頭頚部の状態は腹部の内臓の働きから密接な影響をうけています。腹部で生じた緊張や不調を頭頚部につたえる神経系が頭頚部の症状の発生に重要な役割をはたしているのです。とくに重要なのが横隔神経と迷走神経です。本来は脳から腹部の内臓へ命令を伝達する役割をもった神経なのですが、そのなかに、内臓からの情報をフィートバックする逆向きの経路があるのです。 横隔神経は横隔膜の運動をコントロールする神経です。横隔膜はごく一般的な筋肉で、長さの変化に鋭敏に反応する性質もっています。肋骨の下側のラインにぐるりと付着して、お腹のまん中に向かって収縮します。このため、肋骨の縁をさすると横隔神経の状態を読み取ることができます。 横隔膜は脊柱周辺で大腰筋の筋膜と重なりあうように付着しています。大腰筋は歩行動作で、大腿部を持ち上げるとても大切な筋肉で、荷重のかたよりに大きな役割をはたします。荷重の移動と腹腔臓器の働きとは密接に結びついているのです。 一方、左右の迷走神経の分布はすこし変わっています。 人類をふくめ、哺乳動物の消化管は、発生の過程で右回りに90°回転します。胃の前面にあった肝臓は身体の右側に、胃の後面にあった脾臓は身体の左側に移動します。

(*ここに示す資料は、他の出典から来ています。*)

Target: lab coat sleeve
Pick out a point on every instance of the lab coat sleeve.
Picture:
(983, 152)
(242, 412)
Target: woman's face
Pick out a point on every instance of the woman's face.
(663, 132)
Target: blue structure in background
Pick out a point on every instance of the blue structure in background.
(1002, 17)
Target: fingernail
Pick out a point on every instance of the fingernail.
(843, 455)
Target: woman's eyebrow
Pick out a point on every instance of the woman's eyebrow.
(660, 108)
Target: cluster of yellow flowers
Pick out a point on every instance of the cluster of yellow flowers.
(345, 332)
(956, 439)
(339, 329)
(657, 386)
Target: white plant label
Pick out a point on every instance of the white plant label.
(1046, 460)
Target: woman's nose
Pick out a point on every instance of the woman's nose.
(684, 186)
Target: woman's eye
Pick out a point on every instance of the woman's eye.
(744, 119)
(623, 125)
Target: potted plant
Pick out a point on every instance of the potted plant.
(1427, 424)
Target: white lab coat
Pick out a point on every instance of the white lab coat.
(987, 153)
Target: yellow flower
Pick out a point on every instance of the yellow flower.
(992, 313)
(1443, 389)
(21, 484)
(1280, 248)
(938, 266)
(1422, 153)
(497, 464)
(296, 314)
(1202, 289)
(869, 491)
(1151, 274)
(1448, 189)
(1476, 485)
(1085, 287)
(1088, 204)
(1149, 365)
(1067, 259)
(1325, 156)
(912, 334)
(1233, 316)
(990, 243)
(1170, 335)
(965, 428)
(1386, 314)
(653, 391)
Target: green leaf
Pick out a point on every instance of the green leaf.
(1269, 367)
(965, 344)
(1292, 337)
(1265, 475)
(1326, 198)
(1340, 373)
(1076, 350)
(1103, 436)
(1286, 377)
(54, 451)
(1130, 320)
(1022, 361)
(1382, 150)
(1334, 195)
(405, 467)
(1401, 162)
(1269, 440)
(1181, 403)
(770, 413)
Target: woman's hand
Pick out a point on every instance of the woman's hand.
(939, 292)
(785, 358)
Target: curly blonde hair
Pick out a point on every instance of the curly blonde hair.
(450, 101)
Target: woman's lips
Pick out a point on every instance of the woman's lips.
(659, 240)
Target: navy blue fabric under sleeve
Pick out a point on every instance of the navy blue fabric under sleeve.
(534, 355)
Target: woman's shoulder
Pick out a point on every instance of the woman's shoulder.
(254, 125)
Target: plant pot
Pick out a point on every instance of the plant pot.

これは、心臓の右半分を肺循環にあて、多くの酸素を取り込むことにより、体細胞の代謝を高く保とうとするためです。 哺乳動物の胎生の能力は、このようにして生み出されているのです。 動脈血の免疫的な問題を処理する脾臓は身体の左側に、静脈血の吸収栄養素を処理する肝臓は身体の右側に移動し、体内に左右非対称な内臓の分布が生じたのです。 このようなことから、頭頚部の症状に対して、次のような点にとくに注意を払いながら施術をすすめます。

  • 朝、食欲はあるかどうか?
  • 胸焼けの徴候はないかどうか?
  • 食後に食べ物が胃から降りていかないなどの徴候はないか?
  • 同じく食後に極端に身体がだるくならないか?
  • 油物を食べると胸焼けがしやすいかどうか?
  • 便秘や下痢をくり返す傾向はないか?
  • 痔瘻や陰部の感染症の徴候はないかどうか?
  • 午後になって視力の低下などが生じないか?
  • お腹を下した後、肛門に滲みることはないかどうか?
今日、テレビなどをつうじてあまりに膨大な健康情報が氾濫しています。大切なことは、ご自分の身体にあった等身大の健康法をしっかりと見つめていただくことだと思っています。施術にあたっては、内臓も筋肉や関節のコリ・こわばりが密接に結びついていることをご理解頂きながら、生活改善の提案もおこなっています。